After the excitement had died down I just locked the glorious memories of White Teeth in the classic novel section of my cluttered brain, along with ‘Midnight’s Children’ and ‘God of Small Things’ and got on with my life.  Seventeen years later, looking for some good old-fashioned holiday reading, I dug it out of the shelves, dusted it off and started to enjoy all over again. But I had reservations. Serious reservations. Would it be dated? Would it still be funny? And would it live up to my ideal of an all-time classic novel? I’m happy to announce that on all three fronts I can answer in the affirmative.

Ok, any red hot contemporary work of fiction will look a little tired after seventeen years of break-neck, roller-coaster global action. White teeth predated 9/11 but only just. It predated the ‘war on terror’ and all the bloody ramifications of that little US wheeze. ISIS was still at that stage just a Bob Dylan song (and magazine) and had no other meaningful Islamic connotations. Trump was a virtual unknown in the political sense and the idea of a Black US president was a futuristic fantasy. But the central theme of seeking a sense of belonging is as old as history itself and in that respect, this theme can never really date. In fact, you might argue that the entire history of the West over the ensuing seventeen years has been nothing but a struggle for identity in a world that was rapidly unravelling economically, politically and above all, socially. Rereading White Teeth brought this simple and obvious truth right back to the forefront of my thinking.
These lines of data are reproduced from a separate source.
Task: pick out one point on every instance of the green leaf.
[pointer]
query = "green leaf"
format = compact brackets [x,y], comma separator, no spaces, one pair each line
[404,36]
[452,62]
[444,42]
Of course, identity is a movable feast. We are rarely if ever just one thing. Today we might define ourselves in terms of our sporting allegiance. Tomorrow our sense of national belonging might come to the fore. The day after our treasured faith might take centre stage. And in reality, all the things we like to identify with, will compete for top billing all in the very same day and even at the very same moment. Zadie Smith’s characters perfectly reflect this dynamic. Gender, race, religion and local affiliations; they make a heady mix and it is this intoxicating mix that is at the very heart of White Teeth.       

For me, one of the signs of a great book, fiction or non-fiction, is how many times I underline and scribble in the margins. The more I frantically scribble the more engaged I am. No scribbling is not a good sign. So, it was no surprise to me that my old copy of White Teeth was ablaze with exclamation marks and heavy black underlining. There was no mistaking it – this turn of the millennium novel had most definitely caught my attention. And as I reread those highlighted passages I realised this novel was as contemporary as anything around today. One of my favourites comes from the wise but long-suffering Alsana;

‘Oi, mister! Indo-Aryans…it looks like I’m a Westerner after all. ‘Maybe I should listen to Tina Turner, wear the itsy-bitsy leather skirts. Pah. It just goes to show,’ said Alsana, revealing her English tongue, ‘you go back and back and back and it’s still easier to find the correct Hoover bag than to find one pure person, one pure faith, on the globe. Do you think anybody is English? Really English? It’s a fairytale!’ P236

Then there is this wonderful few lines from Zadie as she explodes the myths we like to tell ourselves about our ‘homeland’.

‘…homeland is one of the magical fantasy words like unicorn and soul and infinity that have now passed into the language. And the particular magic of homeland, its particular spell over Irie, was that it sounded like a beginning. The beginningest of beginnings. Like the first morning of Eden and the day after apocalypse. A blank page.’ P402

Every time I hear Trump drivel on about ‘making America great again’ or listen to the Brexiteers fantasize about Britain standing alone against the world, or cringe when forced to suffer the rest of the nationalist bilge that is currently sweeping the planet, I marvel at just how prophetic Zadie Smith’s words were – words that perhaps resonate even louder today than when first penned seventeen years ago.

 

 I think I’ve read most if not all of Smith’s work and to be honest, nothing she has subsequently written has generated quite the power of this first novel. That is not to say that her other work is not worthy. It is. In fact, I particularly enjoyed Swing Time – her latest offering. But there was something ground-breaking about White Teeth and like all magnificent first novels, Smith might have to spend the rest of her writing career living in its shadow. For me, White Teeth is most definitely a classic and I’m proud to have it as part of my rambling and eclectic blog.